Loggarsi è un’operazione così semplice che viene naturale, soprattutto se si è dipendenti da social network e di account se ne hanno a bizzeffe. Ma se il log sbagliato fosse effettuato sull’account aziendale di Twitter? E se il tweet fosse, combinazione, una violazione della policy della stessa azienda?

Beh, nel mondo dei social network succede anche questo: è il caso di Chrysler.

I fatti, intanto: lo scorso 9 marzo appare un simpatico tweet, dove ci si chiede come mai a Detroit la gente non sappia guidare: “I find it ironic that Detroit is known as the #motorcity and yet no one here knows how to fucking drive.”, con tanto di hashtag per farsi leggere il più possibile. Mittente? Chrysler Auto, incredibilmente. Ecco il tweet della discordia:

Il danno è stato compiuto da un dipendente inconsapevole di scrivere a nome dell’azienda per cui lavora (o lavorava?), e nonostante il tweet sia stato immediatamente rimosso gli utenti hanno fatto in tempo a retweetarlo, di fatto dando in pasto alla Rete questa vicenda così curiosa e, se vogliamo, divertente.

Ecco il tweet “riparatore”:

La responsabilità è da imputarsi a NMS, l’agenzia di marketing che gestisce il profilo Twitter di Chrysler e le strategie di comunicazione dell’azienda di Detroit: a scusarsi per l’inconveniente, il CEO Pete Snyder, che pubblica sul sito web dell’agenzia il proprio rammarico per quanto accaduto.

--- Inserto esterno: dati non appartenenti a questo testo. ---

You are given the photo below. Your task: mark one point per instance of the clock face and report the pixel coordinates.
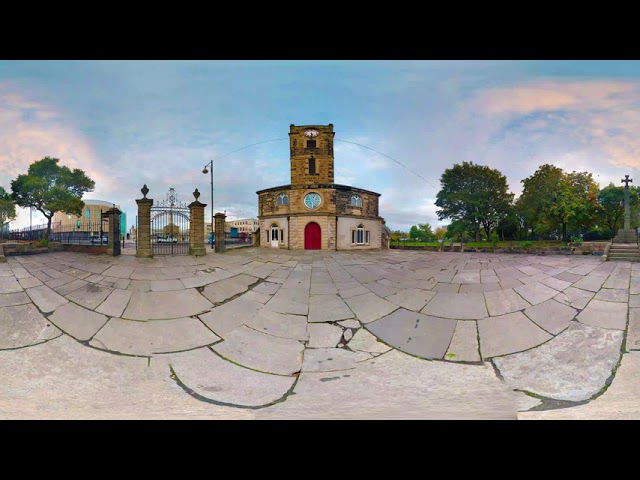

Dietro questo piccolo episodio ci sta un concetto più ampio, quello di Brand Reputation e come proteggerla. Un modo, adottato anche da molte aziende che producono automobili – visto il casus belli che vi stiamo raccontando – ci sono piccoli gruppi aziendali che operano nel mercato dei social network: produttori di contenuti che fanno approvare i propri post prima di condividerli, proteggendo l’immagine del marchio rappresentato sui social network: è il caso ad esempio di Jaguar e Land Rover, entrambi con una presenza on line massiva e completa, sia su Facebook, che su Twitter.

Pensate cosa direbbe Eminem, scelto per lo spot Chrysler proiettato al SuperBowl, riguardo a questo tweet sugli automobilisti della sua amata Detroit?